PAC and PRC were analyzed by chemiluminescent immunoassay (CLIA) (LIAISON®, DiaSorin) in a sample of 7,474 (50.7%) men and 7,266 (49.3%) women from the population-based Gutenberg Health Study in Germany. Multivariable regression analyses for PAC, PRC and the aldosterone-to-direct-renin-ratio (ADRR) were performed under adjustment for age, medication, cardiovascular risk factors (CVRFs) and cardiovascular disease (CVD). Biomarkers and the ratio were log-transformed. Reference subgroups were selected by excluding hypokalemia, CVRFs, CVD, renal insufficiency, and intake of analyte modifying drugs. The reference interval was defined as the central 95% range between the 2.5th and 97.5th percentiles.


Results showed sex differences in PAC, PRC and ADRR with lower PRC and higher PAC and ADRR in females than in males.
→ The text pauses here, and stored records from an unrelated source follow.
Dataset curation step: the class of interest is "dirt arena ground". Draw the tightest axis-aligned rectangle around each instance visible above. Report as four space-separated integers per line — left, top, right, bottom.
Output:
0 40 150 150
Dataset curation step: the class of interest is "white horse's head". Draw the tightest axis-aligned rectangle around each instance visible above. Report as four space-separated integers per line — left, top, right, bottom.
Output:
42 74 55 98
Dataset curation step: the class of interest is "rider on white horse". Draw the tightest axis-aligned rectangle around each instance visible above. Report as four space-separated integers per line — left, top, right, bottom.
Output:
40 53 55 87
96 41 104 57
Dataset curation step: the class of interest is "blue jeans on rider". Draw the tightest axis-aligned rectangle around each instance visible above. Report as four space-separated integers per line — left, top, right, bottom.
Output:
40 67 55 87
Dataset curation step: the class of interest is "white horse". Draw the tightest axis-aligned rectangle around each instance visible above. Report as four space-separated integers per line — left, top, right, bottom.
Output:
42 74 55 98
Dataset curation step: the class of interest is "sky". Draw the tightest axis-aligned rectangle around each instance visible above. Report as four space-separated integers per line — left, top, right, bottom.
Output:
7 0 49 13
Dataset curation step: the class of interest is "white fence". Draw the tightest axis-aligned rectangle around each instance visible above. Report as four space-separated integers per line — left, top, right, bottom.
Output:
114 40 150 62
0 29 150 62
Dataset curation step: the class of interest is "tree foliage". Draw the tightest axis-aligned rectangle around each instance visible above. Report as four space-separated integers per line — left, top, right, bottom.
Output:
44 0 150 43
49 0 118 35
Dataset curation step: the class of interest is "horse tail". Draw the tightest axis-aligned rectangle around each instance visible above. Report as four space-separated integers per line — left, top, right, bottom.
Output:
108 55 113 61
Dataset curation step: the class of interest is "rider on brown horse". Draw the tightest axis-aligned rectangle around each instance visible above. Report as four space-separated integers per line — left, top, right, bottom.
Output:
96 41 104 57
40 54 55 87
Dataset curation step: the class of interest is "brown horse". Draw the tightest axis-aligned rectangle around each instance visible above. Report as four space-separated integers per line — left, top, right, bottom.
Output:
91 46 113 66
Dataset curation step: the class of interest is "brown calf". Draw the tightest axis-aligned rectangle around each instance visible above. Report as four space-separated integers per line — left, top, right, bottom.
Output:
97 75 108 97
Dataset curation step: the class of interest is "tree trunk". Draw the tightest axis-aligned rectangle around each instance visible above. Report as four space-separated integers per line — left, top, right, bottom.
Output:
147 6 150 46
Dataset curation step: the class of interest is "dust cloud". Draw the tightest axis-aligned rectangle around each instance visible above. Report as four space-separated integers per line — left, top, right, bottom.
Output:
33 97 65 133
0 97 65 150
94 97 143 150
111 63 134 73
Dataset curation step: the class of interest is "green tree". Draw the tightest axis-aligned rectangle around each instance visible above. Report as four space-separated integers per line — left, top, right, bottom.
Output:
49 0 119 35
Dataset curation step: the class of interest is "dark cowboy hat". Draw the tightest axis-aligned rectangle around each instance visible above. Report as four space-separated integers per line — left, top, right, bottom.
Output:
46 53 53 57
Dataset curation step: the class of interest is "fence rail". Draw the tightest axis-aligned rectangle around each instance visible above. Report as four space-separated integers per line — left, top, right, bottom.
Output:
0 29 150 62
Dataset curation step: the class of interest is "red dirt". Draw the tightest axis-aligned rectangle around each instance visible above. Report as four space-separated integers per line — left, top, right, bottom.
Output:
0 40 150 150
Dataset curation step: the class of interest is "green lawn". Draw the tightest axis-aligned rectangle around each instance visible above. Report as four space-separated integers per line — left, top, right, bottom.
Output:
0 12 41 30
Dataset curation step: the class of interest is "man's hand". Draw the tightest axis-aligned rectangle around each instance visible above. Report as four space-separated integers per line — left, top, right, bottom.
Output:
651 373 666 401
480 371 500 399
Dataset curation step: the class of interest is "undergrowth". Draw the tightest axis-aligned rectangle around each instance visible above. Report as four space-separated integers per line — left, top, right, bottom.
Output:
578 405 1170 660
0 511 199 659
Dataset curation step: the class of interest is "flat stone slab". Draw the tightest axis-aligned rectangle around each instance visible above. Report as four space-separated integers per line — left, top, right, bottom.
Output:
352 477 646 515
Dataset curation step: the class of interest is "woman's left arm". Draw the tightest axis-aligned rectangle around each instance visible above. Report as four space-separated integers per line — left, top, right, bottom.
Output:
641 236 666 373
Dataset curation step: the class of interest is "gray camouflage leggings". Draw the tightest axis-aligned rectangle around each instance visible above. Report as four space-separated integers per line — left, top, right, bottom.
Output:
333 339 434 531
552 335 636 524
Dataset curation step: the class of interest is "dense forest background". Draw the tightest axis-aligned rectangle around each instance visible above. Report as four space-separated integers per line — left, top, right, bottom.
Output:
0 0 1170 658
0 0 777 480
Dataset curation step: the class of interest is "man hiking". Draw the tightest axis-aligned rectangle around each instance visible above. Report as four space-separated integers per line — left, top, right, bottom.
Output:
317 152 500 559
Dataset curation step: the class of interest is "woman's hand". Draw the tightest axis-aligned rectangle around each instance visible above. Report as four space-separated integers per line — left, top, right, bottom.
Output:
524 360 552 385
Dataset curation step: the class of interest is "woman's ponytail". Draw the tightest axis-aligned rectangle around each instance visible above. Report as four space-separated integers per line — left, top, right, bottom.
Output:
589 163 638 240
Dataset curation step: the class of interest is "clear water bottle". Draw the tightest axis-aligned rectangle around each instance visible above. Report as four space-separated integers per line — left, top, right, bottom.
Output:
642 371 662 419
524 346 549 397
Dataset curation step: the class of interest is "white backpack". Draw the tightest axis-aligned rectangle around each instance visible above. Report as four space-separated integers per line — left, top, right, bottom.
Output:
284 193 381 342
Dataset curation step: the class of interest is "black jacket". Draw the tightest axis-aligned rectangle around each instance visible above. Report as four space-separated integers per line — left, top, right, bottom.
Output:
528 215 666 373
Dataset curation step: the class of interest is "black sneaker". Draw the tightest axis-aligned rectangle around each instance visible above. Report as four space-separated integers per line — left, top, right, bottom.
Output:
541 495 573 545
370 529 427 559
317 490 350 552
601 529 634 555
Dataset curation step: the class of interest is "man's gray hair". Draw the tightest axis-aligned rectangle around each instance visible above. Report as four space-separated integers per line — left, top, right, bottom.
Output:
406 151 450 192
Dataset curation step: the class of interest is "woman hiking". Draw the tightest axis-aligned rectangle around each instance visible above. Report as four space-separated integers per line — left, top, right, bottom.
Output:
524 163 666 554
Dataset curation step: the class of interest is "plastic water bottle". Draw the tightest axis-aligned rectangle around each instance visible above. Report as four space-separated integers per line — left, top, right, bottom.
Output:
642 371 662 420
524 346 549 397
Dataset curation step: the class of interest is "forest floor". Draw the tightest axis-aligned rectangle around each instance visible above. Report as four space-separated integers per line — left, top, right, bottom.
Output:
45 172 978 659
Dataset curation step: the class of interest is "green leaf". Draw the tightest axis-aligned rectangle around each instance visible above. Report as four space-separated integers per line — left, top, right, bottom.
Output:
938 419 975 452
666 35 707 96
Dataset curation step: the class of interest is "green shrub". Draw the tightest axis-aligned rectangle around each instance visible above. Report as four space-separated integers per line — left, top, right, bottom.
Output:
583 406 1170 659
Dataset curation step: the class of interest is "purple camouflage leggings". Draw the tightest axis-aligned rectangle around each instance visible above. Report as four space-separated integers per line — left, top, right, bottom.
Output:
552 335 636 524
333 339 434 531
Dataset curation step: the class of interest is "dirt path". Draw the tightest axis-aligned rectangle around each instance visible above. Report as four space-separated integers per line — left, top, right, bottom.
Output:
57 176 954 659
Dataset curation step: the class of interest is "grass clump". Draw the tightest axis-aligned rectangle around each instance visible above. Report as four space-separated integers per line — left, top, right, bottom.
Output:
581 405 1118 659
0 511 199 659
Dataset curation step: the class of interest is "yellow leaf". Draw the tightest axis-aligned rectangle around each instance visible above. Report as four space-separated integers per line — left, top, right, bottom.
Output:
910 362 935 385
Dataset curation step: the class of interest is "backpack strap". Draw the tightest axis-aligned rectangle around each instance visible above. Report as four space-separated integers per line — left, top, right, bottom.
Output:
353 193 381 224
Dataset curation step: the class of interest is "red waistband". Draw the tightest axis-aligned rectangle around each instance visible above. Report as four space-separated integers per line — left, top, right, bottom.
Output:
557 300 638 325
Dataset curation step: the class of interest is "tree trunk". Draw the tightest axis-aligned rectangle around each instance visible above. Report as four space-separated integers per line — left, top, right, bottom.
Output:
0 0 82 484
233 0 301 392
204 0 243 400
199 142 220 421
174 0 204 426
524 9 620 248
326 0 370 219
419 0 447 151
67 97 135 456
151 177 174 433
PRC decreased with age in males and females whereas PAC decreased was significant in females only. The ADRR increased with age (ßlog (ADRR) per 5y: 0.08 [95%CI: 0.06/0.09]) and 0.06 [0.05/0.08] for men and women, resp.; p < 0.0001). Thus, age- and sex-specific nomograms for PAC, PRC, and ADRR were created by quantile regression. In multivariable analysis, PAC was positively associated with obesity and dyslipidemia. Both, PAC and PRC were elevated for chronic kidney disease, while the ADRR showed no association. In a fully adjusted multivariable model, the strongest correlation observed was found for hypertension with elevated ADRR in both sexes.


Based on a large population-based data set, the present investigation provides a comprehensive characterization of the distribution and reference ranges for PAC, PRC and the ADRR in a predominantly Caucasian sample. Age- and sex-related limits of PAC, PRC, and the ADRR could support clinicians in diagnosis and treatment of hypertension.